Cancer and psychotherapy
The general aim in psychotherapy is to try and preserve the patient’s self respect. If this is achieved it will also be possible to reduce stress to a manageable level and preserve the patient’s image of Self. As a result the patient’s sense of control will improve and the anxiety level will drop.
It has been observed that it is very helpful to keep in touch with patients that live in rural areas, by phoning them.
It has also been observed that video recordings with information and guidance are much appreciated by patients.

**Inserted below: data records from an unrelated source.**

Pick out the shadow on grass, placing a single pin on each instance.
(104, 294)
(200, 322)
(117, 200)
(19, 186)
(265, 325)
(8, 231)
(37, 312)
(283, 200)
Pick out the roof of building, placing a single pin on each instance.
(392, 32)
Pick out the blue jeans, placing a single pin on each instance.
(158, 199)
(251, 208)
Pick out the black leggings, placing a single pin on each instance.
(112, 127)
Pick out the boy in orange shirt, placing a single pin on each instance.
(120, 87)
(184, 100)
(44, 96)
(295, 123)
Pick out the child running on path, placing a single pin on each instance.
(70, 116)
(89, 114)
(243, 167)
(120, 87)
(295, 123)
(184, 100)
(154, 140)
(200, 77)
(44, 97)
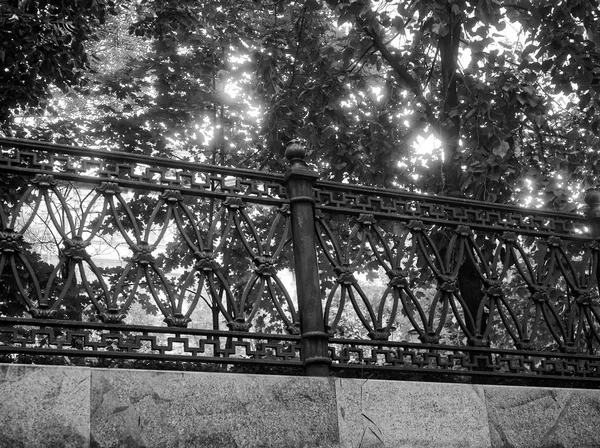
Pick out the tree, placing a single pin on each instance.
(43, 44)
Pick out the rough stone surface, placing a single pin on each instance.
(44, 406)
(403, 414)
(542, 417)
(170, 409)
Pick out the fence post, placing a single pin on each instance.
(299, 180)
(592, 199)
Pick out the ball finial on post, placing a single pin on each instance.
(295, 152)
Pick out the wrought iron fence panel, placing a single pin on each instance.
(456, 273)
(116, 259)
(182, 235)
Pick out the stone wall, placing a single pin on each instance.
(49, 406)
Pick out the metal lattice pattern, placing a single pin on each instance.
(498, 289)
(386, 204)
(173, 249)
(129, 342)
(110, 256)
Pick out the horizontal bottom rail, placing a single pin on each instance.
(133, 346)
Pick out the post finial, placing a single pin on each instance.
(295, 152)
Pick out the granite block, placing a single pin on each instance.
(44, 406)
(193, 409)
(397, 414)
(543, 417)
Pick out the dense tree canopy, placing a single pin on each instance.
(509, 91)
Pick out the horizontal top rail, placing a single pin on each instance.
(138, 158)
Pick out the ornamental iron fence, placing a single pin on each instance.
(116, 259)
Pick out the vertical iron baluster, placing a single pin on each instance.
(299, 179)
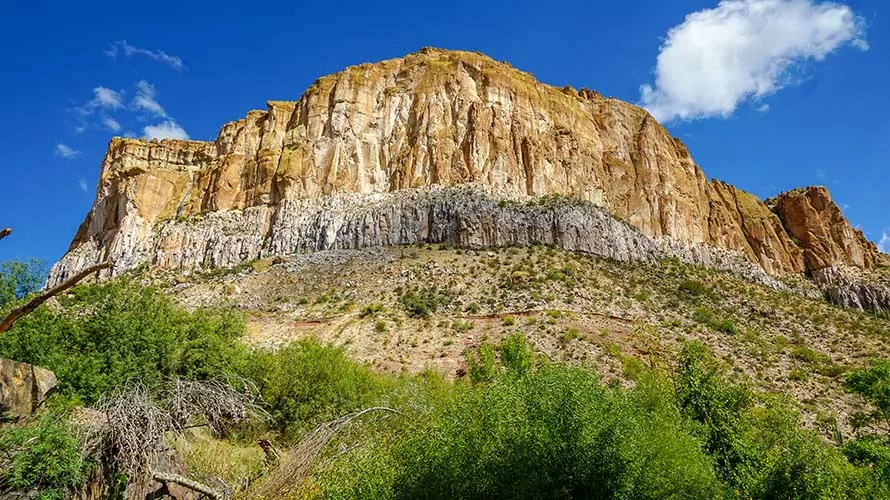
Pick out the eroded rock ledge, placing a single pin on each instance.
(379, 154)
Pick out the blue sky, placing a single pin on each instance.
(767, 94)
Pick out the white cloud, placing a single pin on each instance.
(112, 124)
(743, 50)
(168, 129)
(66, 152)
(106, 98)
(145, 99)
(122, 47)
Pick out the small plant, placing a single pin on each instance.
(380, 326)
(554, 314)
(807, 355)
(421, 303)
(462, 326)
(696, 288)
(569, 335)
(372, 310)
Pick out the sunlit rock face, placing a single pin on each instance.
(444, 146)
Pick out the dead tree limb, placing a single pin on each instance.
(17, 313)
(165, 477)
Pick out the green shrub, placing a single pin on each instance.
(308, 382)
(873, 384)
(43, 457)
(707, 317)
(105, 334)
(18, 279)
(759, 445)
(696, 288)
(556, 433)
(462, 326)
(420, 303)
(372, 310)
(807, 355)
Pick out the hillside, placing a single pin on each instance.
(436, 277)
(571, 307)
(384, 153)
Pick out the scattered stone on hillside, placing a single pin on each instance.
(364, 157)
(23, 387)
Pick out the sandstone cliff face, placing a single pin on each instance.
(338, 167)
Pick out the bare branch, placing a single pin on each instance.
(137, 419)
(188, 483)
(34, 303)
(298, 461)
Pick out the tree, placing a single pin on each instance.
(873, 384)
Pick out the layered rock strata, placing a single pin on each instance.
(368, 156)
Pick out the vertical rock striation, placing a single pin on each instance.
(368, 156)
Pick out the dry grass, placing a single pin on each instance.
(571, 308)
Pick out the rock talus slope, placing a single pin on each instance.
(445, 146)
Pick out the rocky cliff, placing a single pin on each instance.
(445, 146)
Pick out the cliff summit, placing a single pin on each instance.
(448, 146)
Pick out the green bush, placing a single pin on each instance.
(18, 279)
(555, 433)
(759, 445)
(42, 457)
(873, 384)
(308, 382)
(420, 303)
(105, 334)
(696, 288)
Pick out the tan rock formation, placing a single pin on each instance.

In cancer patients psychotherapy is usually started as a crisis intervention. If the patient improves physically, the process turns into a normal psychotherapeutic intervention. Most patients tend to stop psychotherapy when they start to feel better, but return to psychotherapy if there is a relapse or crisis. This should not be interpreted as a resistance against treatment, it is a normal situation because this is in line with the contract of the treatment. The main issues the patients has, are a shortened life expectancy and the feeling that death is approaching. Although these two issues are linked, they are dealt with in a separate context. The shortened life expectancy is a subject that can be discussed. It can be dealt with as an extension of other life problems. But death is a totally dark area. If the patient has religious beliefs he should be given the opportunity to exercise his beliefs at ease. If the patient has no religious beliefs then focus should remain on the first subject and one should keep away from the subject of death except in the educational stage. At a certain point in the process the majority of patients accept death even though it is a dilemma. In fact they even desire it. Firstly the doctor himself should come to terms with the fact that in such a situation the dilemma is unsolvable and natural and has to be accepted. Then the patient’s family and the patient himself should be approached from this point of view.
Group therapy is very beneficial in cancer patients. The patients are offered systematic and sincere support, and are provided with an environment in which they can be informed, easily express their feelings and have space to breath. The groups can differ in their format. Educational groups are led by a personnel from the oncology department. Emotional outbursts are not permitted, the only function of the group is to educate. Support groups, in which emotions are dealt with, are led by a psychiatrist.
I have personally witnessed that the support groups which I organized at Cerrahpaşa Medical Faculty during the years 1997-2011 considerably improved the quality of live of my patients.